Au regard de ce qui a été énoncé aux points 5 et 7 du présent arrêt, le moyen tiré de l’erreur manifeste d’appréciation eu égard aux conséquences des décisions contestées sur la situation personnelle de M. B... doit également être écarté.

Il résulte de ce qui précède, que M. B... n’est pas fondé à soutenir que c’est à tort que, par le jugement contesté du 20 février 2025, le tribunal administratif de Dijon a rejeté sa demande. Par voie de conséquence, ses conclusions à fin d’injonction ainsi que celles tendant à l’application des dispositions de l’article L. 761-1 du code de justice administrative doivent également être rejetées.



DECIDE :


Article 1er : La requête de M. B... est rejetée.

Article 2 : Le présent arrêt sera notifié à M. A... B... et au ministre de l’intérieur.
Copie en sera adressée au préfet de l’Yonne.

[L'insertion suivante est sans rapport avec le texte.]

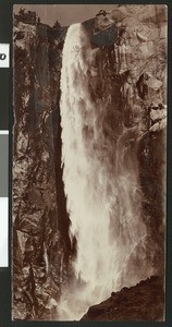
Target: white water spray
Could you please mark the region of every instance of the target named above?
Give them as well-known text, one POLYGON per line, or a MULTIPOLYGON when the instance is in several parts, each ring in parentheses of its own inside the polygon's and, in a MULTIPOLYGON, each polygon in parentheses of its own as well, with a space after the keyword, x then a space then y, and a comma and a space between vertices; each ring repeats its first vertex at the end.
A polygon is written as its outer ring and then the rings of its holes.
POLYGON ((69 28, 61 74, 62 162, 70 235, 77 240, 77 255, 75 280, 62 290, 60 320, 79 319, 112 291, 150 274, 136 155, 131 152, 124 165, 122 137, 119 146, 107 146, 108 109, 90 96, 96 51, 82 24, 69 28))

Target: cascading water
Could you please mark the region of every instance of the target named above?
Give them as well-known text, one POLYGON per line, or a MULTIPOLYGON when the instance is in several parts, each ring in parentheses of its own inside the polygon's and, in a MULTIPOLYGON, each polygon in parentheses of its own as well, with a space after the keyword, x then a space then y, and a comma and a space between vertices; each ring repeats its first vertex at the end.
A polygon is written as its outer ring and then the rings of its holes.
POLYGON ((118 141, 109 143, 108 101, 91 97, 97 51, 82 24, 69 28, 61 74, 62 164, 77 254, 74 278, 62 290, 59 320, 79 319, 112 291, 150 275, 136 150, 126 148, 122 128, 114 130, 118 141))

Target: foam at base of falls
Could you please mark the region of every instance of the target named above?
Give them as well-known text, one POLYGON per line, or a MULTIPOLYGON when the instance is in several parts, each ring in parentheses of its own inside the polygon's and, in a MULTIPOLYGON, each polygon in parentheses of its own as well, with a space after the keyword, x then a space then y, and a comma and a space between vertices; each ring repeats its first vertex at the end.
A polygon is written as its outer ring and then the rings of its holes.
POLYGON ((136 153, 128 152, 125 165, 121 160, 125 144, 115 145, 113 152, 106 146, 108 108, 103 100, 90 97, 96 53, 84 27, 70 26, 61 73, 62 164, 70 234, 76 238, 77 255, 75 279, 62 290, 59 320, 79 319, 112 291, 151 274, 136 153))

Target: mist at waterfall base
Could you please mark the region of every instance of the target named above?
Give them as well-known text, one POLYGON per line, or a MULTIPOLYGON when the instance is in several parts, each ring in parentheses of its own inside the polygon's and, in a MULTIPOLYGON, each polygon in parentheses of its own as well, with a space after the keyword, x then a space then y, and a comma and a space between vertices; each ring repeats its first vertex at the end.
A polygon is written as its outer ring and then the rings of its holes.
MULTIPOLYGON (((82 24, 70 26, 61 72, 63 182, 70 238, 76 239, 74 278, 62 289, 59 320, 77 320, 112 291, 151 275, 136 149, 126 148, 123 124, 107 136, 109 100, 91 96, 99 80, 96 56, 82 24), (124 156, 125 155, 125 156, 124 156)), ((111 122, 110 122, 111 123, 111 122)))

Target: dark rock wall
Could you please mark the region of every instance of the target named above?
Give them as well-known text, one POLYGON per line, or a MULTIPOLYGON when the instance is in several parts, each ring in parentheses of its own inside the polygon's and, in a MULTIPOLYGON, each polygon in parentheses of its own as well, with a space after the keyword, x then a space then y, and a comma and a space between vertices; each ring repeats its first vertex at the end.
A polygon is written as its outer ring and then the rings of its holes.
MULTIPOLYGON (((119 36, 115 47, 100 46, 97 51, 98 78, 90 75, 90 89, 95 100, 109 104, 107 145, 113 152, 125 130, 126 153, 137 148, 148 256, 163 275, 165 130, 160 124, 151 130, 157 120, 150 113, 155 100, 163 102, 164 110, 165 13, 148 8, 146 14, 142 5, 136 13, 136 7, 126 5, 108 19, 118 22, 119 36)), ((96 20, 101 31, 101 17, 96 20)), ((42 24, 14 26, 14 319, 56 318, 61 283, 72 274, 70 258, 76 250, 75 240, 71 244, 69 239, 61 168, 59 101, 65 33, 66 28, 42 24)), ((97 36, 91 38, 97 47, 94 39, 97 36)))
POLYGON ((13 317, 51 319, 67 266, 57 203, 61 50, 41 25, 17 24, 14 39, 13 317))

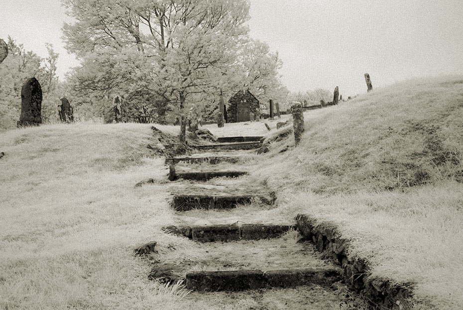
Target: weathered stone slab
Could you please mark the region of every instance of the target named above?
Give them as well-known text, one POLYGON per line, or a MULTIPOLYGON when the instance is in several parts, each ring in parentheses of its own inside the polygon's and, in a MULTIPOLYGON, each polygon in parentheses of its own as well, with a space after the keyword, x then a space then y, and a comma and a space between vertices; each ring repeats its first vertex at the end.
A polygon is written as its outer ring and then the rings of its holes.
POLYGON ((225 177, 236 178, 247 174, 245 171, 210 171, 206 172, 178 172, 176 174, 177 179, 194 180, 196 181, 207 181, 214 178, 225 177))
POLYGON ((204 145, 197 145, 196 148, 199 150, 249 150, 260 147, 259 141, 238 142, 234 143, 216 143, 204 145))
POLYGON ((218 292, 255 290, 267 286, 267 280, 260 270, 200 271, 187 274, 189 290, 218 292))
POLYGON ((191 227, 192 239, 202 242, 236 241, 240 239, 240 229, 234 225, 196 226, 191 227))
POLYGON ((35 78, 28 80, 21 90, 21 116, 18 127, 42 123, 42 88, 35 78))
POLYGON ((217 142, 220 143, 247 142, 260 141, 263 136, 247 136, 237 137, 219 137, 217 142))
POLYGON ((207 162, 211 165, 216 165, 219 163, 227 162, 236 163, 239 161, 240 157, 232 156, 212 156, 209 157, 170 157, 166 158, 166 164, 175 164, 179 162, 186 162, 190 164, 207 162))
POLYGON ((316 284, 329 286, 343 278, 343 270, 338 268, 313 268, 304 269, 272 270, 265 273, 268 286, 276 288, 294 288, 316 284))
POLYGON ((271 224, 245 224, 241 226, 241 237, 244 240, 277 238, 294 226, 271 224))

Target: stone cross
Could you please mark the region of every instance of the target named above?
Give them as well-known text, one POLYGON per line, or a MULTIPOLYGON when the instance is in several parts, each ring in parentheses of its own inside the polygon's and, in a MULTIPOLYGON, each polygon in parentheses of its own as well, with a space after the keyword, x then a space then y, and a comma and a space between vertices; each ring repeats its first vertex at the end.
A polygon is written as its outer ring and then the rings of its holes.
POLYGON ((293 115, 293 124, 294 131, 294 144, 297 146, 304 132, 304 113, 302 111, 302 104, 300 103, 295 103, 291 105, 291 112, 293 115))
POLYGON ((334 104, 337 104, 338 101, 339 101, 339 88, 337 86, 335 88, 335 92, 333 93, 333 103, 334 104))
POLYGON ((371 85, 371 80, 370 80, 370 75, 368 73, 365 73, 363 76, 365 77, 365 82, 366 82, 366 87, 368 88, 367 92, 372 91, 373 86, 371 85))
POLYGON ((74 121, 74 109, 71 106, 69 101, 66 97, 61 98, 60 100, 61 105, 58 106, 60 107, 61 109, 58 112, 60 120, 66 122, 74 121))
POLYGON ((35 78, 28 80, 21 90, 21 116, 17 126, 42 123, 42 88, 35 78))
POLYGON ((8 55, 8 45, 5 41, 0 39, 0 63, 5 60, 8 55))

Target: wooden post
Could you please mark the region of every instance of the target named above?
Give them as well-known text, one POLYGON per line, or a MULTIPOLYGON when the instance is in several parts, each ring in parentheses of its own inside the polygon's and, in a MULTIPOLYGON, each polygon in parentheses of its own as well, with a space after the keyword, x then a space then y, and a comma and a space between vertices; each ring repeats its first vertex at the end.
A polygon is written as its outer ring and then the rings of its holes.
POLYGON ((281 115, 280 114, 280 104, 278 103, 275 103, 275 108, 276 109, 276 116, 278 117, 278 118, 281 118, 281 115))
POLYGON ((268 106, 270 108, 270 119, 273 119, 273 101, 271 99, 268 101, 268 106))
POLYGON ((333 93, 333 103, 337 104, 339 101, 339 88, 337 86, 335 88, 335 92, 333 93))
POLYGON ((294 144, 297 145, 301 142, 302 133, 304 132, 304 113, 302 105, 298 103, 291 105, 291 112, 293 115, 293 124, 294 131, 294 144))
POLYGON ((368 73, 365 73, 363 75, 365 76, 365 82, 366 82, 366 87, 368 88, 367 92, 372 91, 373 86, 371 85, 371 80, 370 80, 370 75, 368 73))
POLYGON ((186 141, 186 134, 187 130, 187 119, 184 115, 182 115, 180 120, 180 141, 184 143, 186 141))

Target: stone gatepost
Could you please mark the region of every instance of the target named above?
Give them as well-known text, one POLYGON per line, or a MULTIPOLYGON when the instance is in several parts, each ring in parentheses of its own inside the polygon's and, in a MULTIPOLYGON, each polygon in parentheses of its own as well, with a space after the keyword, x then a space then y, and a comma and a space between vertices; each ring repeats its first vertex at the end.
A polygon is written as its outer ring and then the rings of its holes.
POLYGON ((367 92, 373 90, 373 86, 371 85, 371 80, 370 80, 370 75, 365 73, 363 75, 365 77, 365 82, 366 82, 366 87, 367 88, 367 92))
POLYGON ((21 90, 21 116, 17 126, 42 123, 42 88, 35 78, 28 80, 21 90))
POLYGON ((304 132, 304 113, 302 104, 300 103, 297 103, 291 105, 291 112, 293 115, 294 144, 297 146, 297 145, 301 142, 302 133, 304 132))
POLYGON ((0 39, 0 63, 1 63, 8 56, 8 45, 5 41, 0 39))
POLYGON ((74 121, 74 109, 72 108, 72 106, 71 106, 69 101, 66 97, 61 98, 60 100, 61 101, 61 104, 58 105, 60 107, 60 109, 58 111, 58 113, 59 114, 60 120, 66 122, 74 121))
POLYGON ((339 88, 337 86, 335 88, 335 91, 333 96, 333 103, 334 104, 337 104, 339 101, 339 88))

Délibéré après l’audience du 6 janvier 2026, à laquelle siégeaient :

M. Pourny, président de chambre,
M. Stillmunkes, président assesseur,
Mme Vergnaud, première conseillère.


Rendu public par mise à disposition au greffe le 22 janvier 2026.


La rapporteure,

E. Vergnaud
Le président,

F. Pourny


La greffière,





N. Lecouey


La République mande et ordonne au ministre de l’intérieur, en ce qui le concerne, ou à tous commissaires de justice à ce requis, en ce qui concerne les voies de droit commun contre les parties privées, de pourvoir à l’exécution de la présente décision.